Were the originals not bad enough, The Boxmasters squander any remaining goodwill with a second disc, a covers disc, eleven silly botches that wouldn’t pass muster on Golden Throats, versions that most competent bar bands would find laughable. The Boxmasters’ take on “I Wanna Hold Your Hand” ought to redeem fallen American Idol Kristy Lee Cook’s widely panned rodeo version of “Eight Days a Week”, as “Hand” is way too big for Thornton’s limited voice. They also tackle songs popularized by Mel Tillis, Waylon Jennings and Ernest Tubb, plus two Michael Nesmith compositions that spotlight Thornton’s truest influence (though he’s got miles to go before writing, or even singing, like the former Monkee). Classic murder ballad “Knoxville Girl” and the honky-tonk joke “She’s Lookin’ Better by the Minute” continue the whole drinkin’-cheatin’-bettin’-fuckin’ motifs. In light of this, the “House at Pooh Corner” cover is supposed to be ironic, but it just seems arbitrary and makes you wish you were listening to Kenny Loggins instead.
It is conceivable that all this is tongue-in-cheek, but that only makes it worse. For one thing, it's not funny, at least not to anyone who's matured beyond fart jokes. Any fun it pokes is not gentle or affectionate, but bitter and nasty.
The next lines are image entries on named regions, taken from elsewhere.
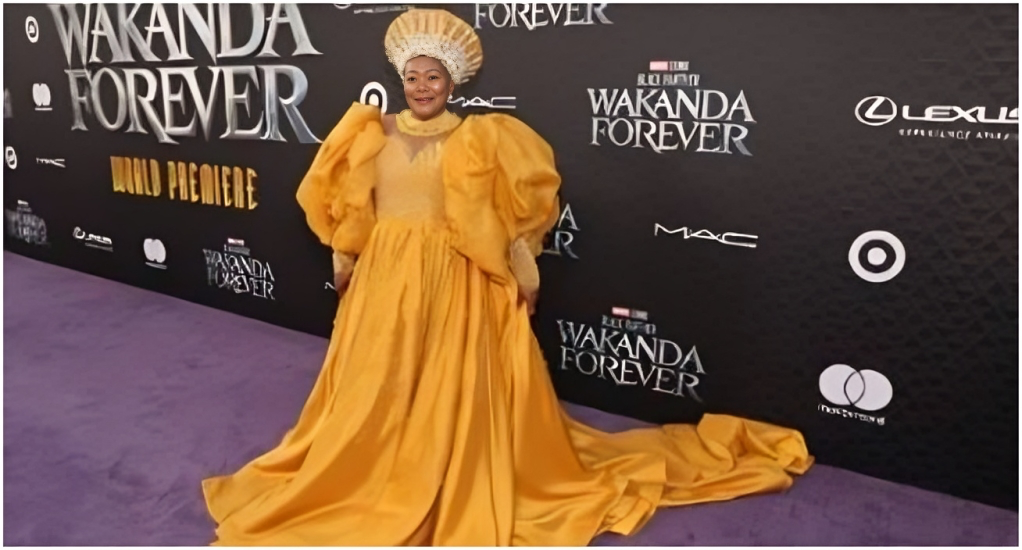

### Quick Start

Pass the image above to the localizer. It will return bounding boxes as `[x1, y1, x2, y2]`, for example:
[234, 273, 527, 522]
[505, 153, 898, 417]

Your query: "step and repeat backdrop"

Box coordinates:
[3, 4, 1019, 509]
Despite Thornton’s relatively humble background, it too often sounds like a rich guy shitting on country’s longtime working class constituency. There's no sympathy, simply mockery, the kind of bourgeois superiority that reactionary cable news pundits so often pin on Hollywood. Furthermore, it doesn’t just misinterpret, but eviscerates the country music Thornton professes to love: recasting complicated men as irredeemable drunken oafs. That might work for a movie character, but in the more personalized musical world, where first-person authenticity is often assumed, it’s just unappealing. Perhaps W.R. “Bud” Thornton is just another character, but he couldn’t carry a movie and he certainly can’t carry a double album, not with this voice and this attitude.
Thus, Boxmasters works neither as parody nor homage. It doesn’t even really work as a vanity project. This is a record where the performers have infinitely more fun than the listeners. The Boxmasters are like a couple guys knocking back brewskis and having an impromptu drunken jam session: pleasant for them, but for any non-friends listening in, off-putting and insufferable. And whatever its rhyme or reason, the music produced is largely horrible, little more than an obnoxious novelty unworthy of a second listen or even a second thought.